En ese clima vino don Julio a Tenerife. Yo era un chico desmañado, que se vestía como le daba la gana, también porque en casa no había para más. No sé de dónde sacó mi madre el dinero para una ropa nueva, pero lo cierto es que, al darse cuenta de que aquel encargo, una entrevista importante a un personaje que a ella le debió parecer excepcional, ameritaba una vestimenta a la altura de las circunstancias.

Era una chaqueta azul marino, cruzada, sobre una camisa blanca. Ella compró incluso una corbata. Con todas esas novedades recientes aparecí en la entrevista, que iba a celebrarse en el hotel donde se alojaba don Julio, el Hotel Mencey de Santa Cruz. Yo iba a preguntarle al sabio sobrino de Baroja acerca de brujerías de la historia, a raíz del libro que acababa de publicar. Me lo preparé con el ahínco exagerado con el que ahora también preparo las entrevistas, cualquiera que sea su naturaleza, y al parecer el director del periódico, Ernesto Salcedo, de los mejores que he conocido en mi vida, quedó satisfecho, porque siguió encargándome otras, hasta que un día dejé el periódico para siempre y me incorporé al diario El País. Cuarenta y seis años más tarde, lo que son las cosas, he regresado a El DÍA, que es parte del grupo Prensa Ibérica, que para mi honra me tiene acogido en esta cuesta abajo (o arriba) que supone la peligrosa veteranía.

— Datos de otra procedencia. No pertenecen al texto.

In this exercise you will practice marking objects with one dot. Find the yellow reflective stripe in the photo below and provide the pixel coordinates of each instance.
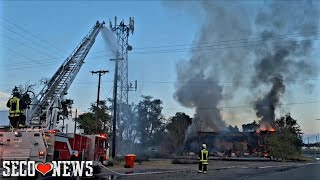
(204, 156)
(15, 101)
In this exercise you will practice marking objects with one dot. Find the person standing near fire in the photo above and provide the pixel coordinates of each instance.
(16, 109)
(203, 159)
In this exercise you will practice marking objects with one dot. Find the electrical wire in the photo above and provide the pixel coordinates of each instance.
(32, 34)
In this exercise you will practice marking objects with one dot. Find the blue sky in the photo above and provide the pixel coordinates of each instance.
(64, 24)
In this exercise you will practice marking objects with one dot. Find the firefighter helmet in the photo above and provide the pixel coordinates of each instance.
(15, 91)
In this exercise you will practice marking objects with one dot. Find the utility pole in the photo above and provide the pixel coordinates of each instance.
(122, 32)
(115, 104)
(75, 122)
(100, 73)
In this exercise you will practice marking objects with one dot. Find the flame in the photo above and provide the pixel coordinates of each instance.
(265, 127)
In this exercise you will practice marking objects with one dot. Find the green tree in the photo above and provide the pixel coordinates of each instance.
(177, 131)
(150, 121)
(87, 121)
(286, 142)
(128, 124)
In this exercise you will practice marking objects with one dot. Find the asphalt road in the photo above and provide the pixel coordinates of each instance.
(220, 170)
(295, 172)
(308, 172)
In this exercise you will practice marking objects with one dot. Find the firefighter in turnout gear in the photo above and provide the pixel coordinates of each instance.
(17, 109)
(203, 159)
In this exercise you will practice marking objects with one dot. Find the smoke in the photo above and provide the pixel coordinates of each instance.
(110, 40)
(279, 56)
(266, 106)
(283, 60)
(201, 72)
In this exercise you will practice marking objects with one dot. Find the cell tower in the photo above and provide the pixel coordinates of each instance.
(121, 80)
(123, 31)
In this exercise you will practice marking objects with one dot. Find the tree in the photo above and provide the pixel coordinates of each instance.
(87, 122)
(128, 124)
(286, 142)
(177, 131)
(150, 125)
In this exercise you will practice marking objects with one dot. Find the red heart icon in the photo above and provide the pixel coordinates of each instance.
(44, 168)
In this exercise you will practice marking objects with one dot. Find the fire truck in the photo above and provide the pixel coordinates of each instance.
(40, 140)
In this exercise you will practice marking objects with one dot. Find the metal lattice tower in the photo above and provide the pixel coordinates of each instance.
(122, 31)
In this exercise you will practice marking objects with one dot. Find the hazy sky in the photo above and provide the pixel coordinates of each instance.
(157, 24)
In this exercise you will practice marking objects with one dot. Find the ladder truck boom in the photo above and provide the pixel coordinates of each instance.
(45, 106)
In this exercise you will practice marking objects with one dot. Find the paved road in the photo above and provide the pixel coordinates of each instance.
(303, 172)
(308, 172)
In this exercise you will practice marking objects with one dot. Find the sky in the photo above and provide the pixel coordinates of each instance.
(63, 24)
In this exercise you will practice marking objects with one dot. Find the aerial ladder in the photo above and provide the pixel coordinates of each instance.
(44, 108)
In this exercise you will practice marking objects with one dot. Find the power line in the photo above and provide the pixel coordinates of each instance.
(32, 34)
(243, 106)
(208, 82)
(31, 41)
(21, 54)
(26, 45)
(230, 42)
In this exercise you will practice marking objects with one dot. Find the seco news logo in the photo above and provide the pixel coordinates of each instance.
(55, 168)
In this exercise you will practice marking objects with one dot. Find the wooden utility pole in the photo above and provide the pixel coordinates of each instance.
(100, 73)
(75, 122)
(115, 92)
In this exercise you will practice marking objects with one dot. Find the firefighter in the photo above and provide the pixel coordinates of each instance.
(203, 159)
(17, 108)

Durante todos estos años he sido enviado especial (o parecido) a muchos eventos y a muchos personajes. Esta semana podrán leer ustedes en estos periódicos (los que tengan a bien publicarla) una larga crónica de mis viajes en pos de Gabriel García Márquez, cuarenta años después de que el niño de Aracataca recibiera en Estocolmo (tal día como ayer) el premio Nobel de Literatura. Ahí, si lo leen, verán ustedes qué hubo en esa persecución amable de uno de los grandes escritores del siglo XX, contada ahora con la melancolía que es de rigor, pues el tiempo llena la pluma de añoranzas.

En estos últimos tiempos, el primer año en Prensa Ibérica lo cumplo en enero, he recibido muchos encargos para que fuera enviado especial a sitios, cercanos o lejanos, en los que me he ocupado de hechos, sitios o personajes. Casi siempre me ha encargado esos asuntos que me han vuelto a convertir en un enviado especial el redactor jefe de Cultura de el Periódico de España, Jacobo de Arce, y muchos de esos encargos han sido publicados en otros periódicos del mismo grupo. Él debe saber ya hasta qué punto esta tarea me satisface y me llena de orgullo, pues no hay nada mejor para un periodista de 74 años y aun en activo que cumplir con un encargo, con dos y con dos mil si hace falta, y hacerlo con la ilusión de la primera vez.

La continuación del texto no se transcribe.